Después de más de quince años aún no sé bien qué me impidió saltar por la borda y, embozado o disfrazado de mujer o en traje de arnaúte, ocultarme por las calles de la ciudad extraña, simulando una humildad que me hiciera invisible o provocando la caridad de alguna comerciante vieja o gorda campesina. ¡Cielos, aún tendría hábil mi mano izquierda! 'No hay en la tierra, conforme mi parecer, contento que se iguale a alcanzar la libertad perdida'. “¡Diantres, 'con las armas se conservan los reinos y se aseguran los caminos, se guardan las ciudades y se despejan los mares de cosarios', pero, diablos, cuánto pesa el deshonor y cuán leve se muestra el espinazo que debe soportar el ser de la memoria y la memoria del ser!”.
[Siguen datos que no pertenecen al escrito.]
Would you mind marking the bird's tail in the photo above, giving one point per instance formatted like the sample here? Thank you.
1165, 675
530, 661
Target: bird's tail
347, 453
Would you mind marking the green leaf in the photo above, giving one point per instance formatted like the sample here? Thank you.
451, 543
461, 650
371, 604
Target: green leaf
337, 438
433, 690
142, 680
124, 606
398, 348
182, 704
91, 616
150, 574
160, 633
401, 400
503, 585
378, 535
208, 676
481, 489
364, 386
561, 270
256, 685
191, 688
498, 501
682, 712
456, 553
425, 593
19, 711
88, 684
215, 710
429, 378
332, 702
¡Qué me tenía preparado el cielo que de sustento me servía aún no tenía conocimientos! Nada sabía aún de los ahorcamientos, de los empalamientos o de los desorejamientos de los que mis ojos tendrían meses después sobrado alimento en Argel; nada sabía todavía de mi amo griego renegado; pero no soy yo de los que hablan y se esconden detrás de lo que algunos llaman condición humana, porque siempre he perseguido, buscado y luchado por la libertad propia y la de otros, solo por ella vale la pena jugarse la vida, o algo así parecía afirmar mi viejo maestro, nutrido en la ácida savia erasmista, don Juan López de Hoyos cuando recordaba y repetía: 'solo el viejo se va al otro mundo sin sufrir el cansancio de la vida y sin sentir la llegada de la muerte'. De él y de mis memorias aprendí la lección -de la que tanto me beneficié- de tener paciencia en las adversidades. Mañana... Lepanto... presto a la batalla.» Vale.